Documentation
Text-To-Speech
Along with playing wav files, you can also use text-to-speech. There is currently two implementations for TTS:
- MicroSoft Azure Speech
- Google Cloud Text-to-Speech
Setup
Modify your voice.properties and add your Speech properties:
# Azure Text-To-Speech
tts.azure.subscriptionKey=PutYourSubscriptionKeyHere
tts.azure.region=PutYourRegionHere
tts.azure.voice=en-US-JennyNeural
# Or Google Text-To-Speech
tts.google.credentials.path=YourCredentialFileHere.json
tts.google.gender=Female
tts.google.languageCode=en-US
tts.google.name=
Alternatively, you can also add Speech properties this way:
// For Azure
var sipVoiceProperties = new SipVoiceProperties(loggerFactory)
{
TtsAzureSubscriptionKey = "",
TtsAzureRegion = ""
TtsAzureVoice = "en-US-JennyNeural"
};
// for Google
var sipVoiceProperties = new SipVoiceProperties(loggerFactory)
{
TtsGoogleCredentialsPath = "",
TtsGoogleGender = ""
TtsGoogleLanguageCode = ""
TtsGoogleName = ""
};
Next you need to instantiate your text-to-speech factory and inect it into the LineManager.
// set up azure TTS
var ttsFactory = new AzureTtsFactory(loggerFactory, sipVoiceProperties);
// or set up Google TTS
var ttsFactory = new GoogleTtsFactory(loggerFactory, sipVoiceProperties);
// Inject the tts factory into the line manager
using var lineManager = new LineManager(loggerFactory, sipVoiceProperties, sipPlugin, ttsFactory);
PlayTextToSpeech
This method will play the message as a wav stream.
var message = "Hello world.";
await line.PlayTextToSpeechAsync(message, cancellationToken);
Text-To-Speech Caching
TTS caching provides a mechanism for saving the generated audio to a WAV file. TTS generation can be costly and caching provides a way to limit the TTS generation. If the WAV file exists and the text hasn't changed, no TTS generation will happen. Instead, the WAV file will be used.
The difference between using PlayFile vs PlayTextToSpeech with ITextToSpeechCache:
- PlayFile will generate a WAV and use the filename to play the WAV file. This version supports older Dialogic plugins. ITextToSpeechCache objects must have a WAV file name defined because PlayFile requires one.

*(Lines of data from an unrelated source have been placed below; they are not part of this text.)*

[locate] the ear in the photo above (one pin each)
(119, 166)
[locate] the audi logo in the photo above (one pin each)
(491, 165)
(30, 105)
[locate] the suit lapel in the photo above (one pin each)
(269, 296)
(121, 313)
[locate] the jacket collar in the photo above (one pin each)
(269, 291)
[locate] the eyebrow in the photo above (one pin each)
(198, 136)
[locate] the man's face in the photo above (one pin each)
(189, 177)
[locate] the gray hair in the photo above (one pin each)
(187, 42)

- PlayTextToSpeech will still generate the WAV file for caching purposes but will pass the WAV stream to the PlayWavStream method. PlayWavStream is only support with the SipSorcery plugin. ITextToSpeechCache objects do NOT need a WAV file name defined but you will not be partaking in the Caching part.

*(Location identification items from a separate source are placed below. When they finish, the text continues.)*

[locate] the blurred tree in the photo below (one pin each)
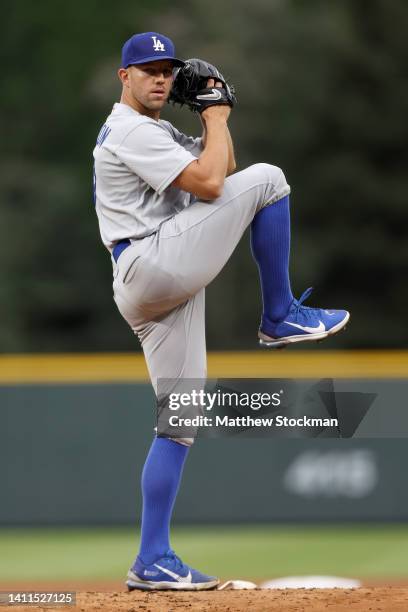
(321, 93)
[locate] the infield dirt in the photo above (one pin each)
(390, 599)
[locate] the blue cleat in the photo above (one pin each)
(168, 573)
(302, 324)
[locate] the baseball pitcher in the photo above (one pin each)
(171, 212)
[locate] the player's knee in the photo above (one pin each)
(273, 174)
(274, 180)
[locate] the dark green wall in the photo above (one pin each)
(73, 455)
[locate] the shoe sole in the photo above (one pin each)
(268, 342)
(134, 582)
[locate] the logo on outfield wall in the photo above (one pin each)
(352, 474)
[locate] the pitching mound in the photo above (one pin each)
(392, 599)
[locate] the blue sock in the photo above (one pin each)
(160, 482)
(270, 244)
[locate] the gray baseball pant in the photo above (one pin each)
(159, 281)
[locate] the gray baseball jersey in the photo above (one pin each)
(179, 243)
(136, 160)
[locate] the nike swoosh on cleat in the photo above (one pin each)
(310, 330)
(216, 95)
(187, 578)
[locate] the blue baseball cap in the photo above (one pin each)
(148, 47)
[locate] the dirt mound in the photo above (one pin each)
(392, 599)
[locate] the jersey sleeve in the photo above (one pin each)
(150, 152)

// get a reference to the TTS caching factory
var ttsCacheFactory = line.TextToSpeechCacheFactory;
// generate the TTS Cache
var ttsCache = ttsCacheFactory.Create("Thank you for using the IVR Toolkit.", $"{WAV_FILE_LOCATION}/ThankYou.wav");
// pass the cache to PlayFileAsync
await line.PlayFileAsync(ttsCache, cancellationToken);
// alternatively pass the cache to this method
await line.PlayTextToSpeechAsync(ttsCache, cancellationToken);
The message also supports Azure Speech Synthesis Markup Language (SSML). Common interpret-as values:
Value | Description |
cardinal | Reads numbers as cardinal numbers (e.g., 123 → "one hundred twenty-three"). |
ordinal | Reads numbers as ordinal numbers (e.g., 1st → "first"). |
characters | Reads each character separately (e.g., ABC → "A B C"). |
spell-out | Spells out the word letter by letter. |
date | Reads text as a date (formats: YYYY/MM/DD, MM-DD-YYYY, etc.). |
time | Reads text as a time (e.g., 14:30 → "two thirty PM"). |
telephone | Reads a phone number properly. |
address | Reads an address naturally. |
digits | Reads numbers as individual digits (e.g., 123 → "one two three"). |
fraction | Reads fractions properly (e.g., ½ → "one-half"). |
unit | Reads units of measurement (e.g., 10kg → "ten kilograms"). |
expletive | Censors explicit words (e.g., "damn" → "d*"**). |
var message = "Thank you for using the <say-as interpret-as='characters'>IVR</say-as> Toolkit.";
await line.PlayTextToSpeechAsync(message, cancellationToken);
Prompt
To use Text-To-Speech with Prompt or MultiTryPrompt, you use one of the method overloads that uses ITextToSpeechCache. Specify null for the fileName if you don't want to cache the TTS audio.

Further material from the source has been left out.